Pan was the mischievous god of the forest and meadows, worshipped in ancient times by shepherds who wanted their flocks to flourish. He had the legs, horns, and tail of a goat; the body of a man; and a long shaggy beard. Scholars identify the subject of this piece as the Greek god Pan, primarily from the small tail located at the base of the spine. Additional evidence comes from the resemblance to two complete sculptures–located in the Museo Archeologico Nazionale in Naples and the Museo Nazionale in Rome–of Pan teaching a young student to play the pipes. It is likely that the Brooks sculpture would also have been part of a similar sculptural group; however, its original composition is unknown.

 

The torso is captured in a twisting motion with a forward bend at the waist. Pan’s left shoulder extends upward while his right dips down, counterbalanced by the opposite movement of his hips.
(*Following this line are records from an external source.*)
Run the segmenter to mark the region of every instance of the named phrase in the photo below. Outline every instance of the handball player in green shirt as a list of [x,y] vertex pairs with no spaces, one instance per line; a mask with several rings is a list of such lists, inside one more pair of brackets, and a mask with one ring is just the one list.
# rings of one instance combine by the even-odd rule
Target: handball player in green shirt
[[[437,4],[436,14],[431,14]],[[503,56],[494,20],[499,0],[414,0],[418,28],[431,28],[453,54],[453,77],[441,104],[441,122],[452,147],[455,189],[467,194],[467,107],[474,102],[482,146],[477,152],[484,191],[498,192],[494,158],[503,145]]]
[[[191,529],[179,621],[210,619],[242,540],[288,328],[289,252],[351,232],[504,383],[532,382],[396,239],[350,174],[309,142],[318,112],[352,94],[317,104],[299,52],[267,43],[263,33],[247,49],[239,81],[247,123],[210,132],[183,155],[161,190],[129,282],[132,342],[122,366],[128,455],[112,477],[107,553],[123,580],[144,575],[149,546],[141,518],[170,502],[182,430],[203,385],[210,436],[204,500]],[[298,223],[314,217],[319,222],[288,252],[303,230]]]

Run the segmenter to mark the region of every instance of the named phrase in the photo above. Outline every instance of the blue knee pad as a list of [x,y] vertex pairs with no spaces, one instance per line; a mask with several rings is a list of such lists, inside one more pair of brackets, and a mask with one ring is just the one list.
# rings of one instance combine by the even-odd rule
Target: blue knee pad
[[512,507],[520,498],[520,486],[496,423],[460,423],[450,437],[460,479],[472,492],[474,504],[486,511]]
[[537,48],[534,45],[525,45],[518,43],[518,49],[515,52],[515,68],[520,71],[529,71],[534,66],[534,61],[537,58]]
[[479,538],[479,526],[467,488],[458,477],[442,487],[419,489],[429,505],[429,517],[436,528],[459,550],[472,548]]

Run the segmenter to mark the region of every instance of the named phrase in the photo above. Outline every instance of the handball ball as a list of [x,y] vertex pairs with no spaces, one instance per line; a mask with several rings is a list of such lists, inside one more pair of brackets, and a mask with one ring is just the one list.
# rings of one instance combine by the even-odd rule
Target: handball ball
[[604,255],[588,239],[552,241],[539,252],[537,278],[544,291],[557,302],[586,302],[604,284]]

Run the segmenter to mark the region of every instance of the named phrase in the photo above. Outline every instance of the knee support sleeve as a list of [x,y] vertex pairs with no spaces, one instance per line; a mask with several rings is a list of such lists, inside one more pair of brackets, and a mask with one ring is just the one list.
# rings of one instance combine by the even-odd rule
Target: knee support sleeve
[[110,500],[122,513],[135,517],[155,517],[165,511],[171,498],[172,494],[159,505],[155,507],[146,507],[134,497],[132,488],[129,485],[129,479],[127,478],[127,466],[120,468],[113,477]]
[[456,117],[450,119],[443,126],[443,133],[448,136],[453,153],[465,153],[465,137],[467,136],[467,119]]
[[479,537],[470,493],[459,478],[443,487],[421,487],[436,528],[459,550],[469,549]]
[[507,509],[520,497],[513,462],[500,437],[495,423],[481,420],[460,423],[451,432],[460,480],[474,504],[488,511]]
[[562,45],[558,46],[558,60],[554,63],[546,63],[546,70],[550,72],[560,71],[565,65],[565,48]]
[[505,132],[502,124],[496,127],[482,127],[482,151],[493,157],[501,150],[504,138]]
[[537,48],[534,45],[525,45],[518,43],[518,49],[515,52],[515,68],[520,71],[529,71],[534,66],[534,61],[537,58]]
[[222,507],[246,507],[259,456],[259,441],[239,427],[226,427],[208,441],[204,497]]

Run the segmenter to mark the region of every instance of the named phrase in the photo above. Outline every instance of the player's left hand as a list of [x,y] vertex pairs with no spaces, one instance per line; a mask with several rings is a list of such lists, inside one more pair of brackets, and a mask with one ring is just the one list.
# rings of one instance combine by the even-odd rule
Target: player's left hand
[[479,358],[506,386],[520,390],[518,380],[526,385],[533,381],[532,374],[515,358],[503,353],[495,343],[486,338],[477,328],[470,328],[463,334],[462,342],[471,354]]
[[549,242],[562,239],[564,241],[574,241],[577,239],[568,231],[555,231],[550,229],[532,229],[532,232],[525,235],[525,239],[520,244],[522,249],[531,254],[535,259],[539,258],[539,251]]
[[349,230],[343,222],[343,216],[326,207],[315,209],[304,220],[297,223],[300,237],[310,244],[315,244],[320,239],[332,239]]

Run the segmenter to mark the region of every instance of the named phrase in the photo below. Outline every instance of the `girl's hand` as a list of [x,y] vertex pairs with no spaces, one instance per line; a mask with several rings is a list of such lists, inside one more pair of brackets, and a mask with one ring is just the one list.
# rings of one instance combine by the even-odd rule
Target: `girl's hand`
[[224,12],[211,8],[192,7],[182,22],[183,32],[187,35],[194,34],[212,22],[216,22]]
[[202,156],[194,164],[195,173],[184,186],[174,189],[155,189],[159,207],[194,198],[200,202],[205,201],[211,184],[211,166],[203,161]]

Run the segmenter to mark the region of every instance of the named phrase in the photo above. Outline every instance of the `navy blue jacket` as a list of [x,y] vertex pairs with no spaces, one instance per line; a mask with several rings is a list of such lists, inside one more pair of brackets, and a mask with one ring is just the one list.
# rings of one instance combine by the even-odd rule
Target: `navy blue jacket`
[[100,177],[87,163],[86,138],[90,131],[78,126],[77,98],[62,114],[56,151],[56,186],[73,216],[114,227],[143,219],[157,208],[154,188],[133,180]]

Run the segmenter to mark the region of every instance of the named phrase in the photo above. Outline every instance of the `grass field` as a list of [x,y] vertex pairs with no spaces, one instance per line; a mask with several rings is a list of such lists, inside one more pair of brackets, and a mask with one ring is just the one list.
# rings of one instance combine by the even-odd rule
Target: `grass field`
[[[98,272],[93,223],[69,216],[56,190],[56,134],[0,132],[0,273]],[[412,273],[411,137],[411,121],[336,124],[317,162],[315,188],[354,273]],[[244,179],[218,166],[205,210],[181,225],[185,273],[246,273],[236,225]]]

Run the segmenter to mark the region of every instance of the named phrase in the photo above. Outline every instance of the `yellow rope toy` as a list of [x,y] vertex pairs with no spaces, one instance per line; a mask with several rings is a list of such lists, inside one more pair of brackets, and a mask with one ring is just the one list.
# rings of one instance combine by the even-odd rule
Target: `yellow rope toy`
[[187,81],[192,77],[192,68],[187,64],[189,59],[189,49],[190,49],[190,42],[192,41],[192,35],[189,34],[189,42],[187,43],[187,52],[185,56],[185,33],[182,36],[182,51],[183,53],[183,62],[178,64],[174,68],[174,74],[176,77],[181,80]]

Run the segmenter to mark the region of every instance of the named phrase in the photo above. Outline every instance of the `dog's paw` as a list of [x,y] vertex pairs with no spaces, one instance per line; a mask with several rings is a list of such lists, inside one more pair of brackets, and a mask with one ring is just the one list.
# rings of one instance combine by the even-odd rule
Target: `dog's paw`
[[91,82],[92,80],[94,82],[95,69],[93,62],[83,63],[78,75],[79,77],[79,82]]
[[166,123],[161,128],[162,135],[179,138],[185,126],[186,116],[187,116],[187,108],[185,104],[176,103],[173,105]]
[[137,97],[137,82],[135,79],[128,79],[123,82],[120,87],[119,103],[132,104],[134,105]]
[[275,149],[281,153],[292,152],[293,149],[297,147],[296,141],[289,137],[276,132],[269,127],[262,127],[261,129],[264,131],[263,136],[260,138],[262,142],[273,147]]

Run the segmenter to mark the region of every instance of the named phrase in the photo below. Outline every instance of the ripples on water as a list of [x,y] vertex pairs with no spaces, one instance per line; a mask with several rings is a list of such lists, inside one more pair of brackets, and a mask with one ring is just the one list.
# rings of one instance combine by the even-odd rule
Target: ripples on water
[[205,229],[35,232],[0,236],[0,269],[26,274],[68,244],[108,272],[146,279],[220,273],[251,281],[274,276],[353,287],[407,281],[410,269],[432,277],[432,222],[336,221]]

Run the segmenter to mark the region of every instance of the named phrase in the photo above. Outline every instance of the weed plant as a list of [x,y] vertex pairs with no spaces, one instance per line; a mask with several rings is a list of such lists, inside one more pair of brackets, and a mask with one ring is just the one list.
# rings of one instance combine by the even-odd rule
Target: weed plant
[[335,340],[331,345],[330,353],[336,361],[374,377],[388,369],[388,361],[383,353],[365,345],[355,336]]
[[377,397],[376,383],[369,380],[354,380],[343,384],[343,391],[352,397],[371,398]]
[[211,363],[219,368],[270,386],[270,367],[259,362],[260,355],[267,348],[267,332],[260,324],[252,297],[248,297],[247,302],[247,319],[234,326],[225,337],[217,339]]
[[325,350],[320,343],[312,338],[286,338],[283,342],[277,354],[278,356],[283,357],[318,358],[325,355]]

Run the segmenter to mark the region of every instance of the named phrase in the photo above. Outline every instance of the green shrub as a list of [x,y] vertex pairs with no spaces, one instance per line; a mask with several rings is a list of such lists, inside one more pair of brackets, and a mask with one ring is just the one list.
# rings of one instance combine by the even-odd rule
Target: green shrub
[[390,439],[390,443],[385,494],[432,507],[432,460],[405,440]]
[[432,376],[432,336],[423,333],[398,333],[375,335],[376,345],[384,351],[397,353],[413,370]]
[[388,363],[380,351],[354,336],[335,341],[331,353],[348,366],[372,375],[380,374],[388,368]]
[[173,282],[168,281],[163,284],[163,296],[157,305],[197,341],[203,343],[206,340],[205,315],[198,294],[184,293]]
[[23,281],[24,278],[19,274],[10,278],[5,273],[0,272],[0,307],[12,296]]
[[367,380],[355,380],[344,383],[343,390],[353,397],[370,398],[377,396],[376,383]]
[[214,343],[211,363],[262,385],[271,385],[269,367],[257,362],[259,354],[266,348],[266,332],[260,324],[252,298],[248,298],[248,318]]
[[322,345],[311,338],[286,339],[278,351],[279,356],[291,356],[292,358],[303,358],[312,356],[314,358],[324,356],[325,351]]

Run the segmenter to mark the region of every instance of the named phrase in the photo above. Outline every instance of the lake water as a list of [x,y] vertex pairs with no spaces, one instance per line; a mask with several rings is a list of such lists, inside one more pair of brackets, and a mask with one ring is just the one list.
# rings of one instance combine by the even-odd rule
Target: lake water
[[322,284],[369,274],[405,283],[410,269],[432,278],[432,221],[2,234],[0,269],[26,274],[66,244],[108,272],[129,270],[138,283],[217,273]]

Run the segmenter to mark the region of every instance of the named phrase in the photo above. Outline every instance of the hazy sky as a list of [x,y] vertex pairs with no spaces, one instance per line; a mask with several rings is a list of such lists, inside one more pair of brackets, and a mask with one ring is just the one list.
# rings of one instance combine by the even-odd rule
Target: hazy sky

The result is a series of small creases of skin on the lower left side of the sculpture and a broad sweep of musculature on the right. From behind, the curve of the body appears more pronounced in the arc of the spine and the frontward roll of the shoulders. The exquisite torso exemplifies the Greek admiration of the human form. The exaggeration of movement, sweeping lines, and strong contrast of light and shadow are all characteristics of Hellenistic art (323-30 B.C.E.), which was especially prized and frequently copied by the Romans.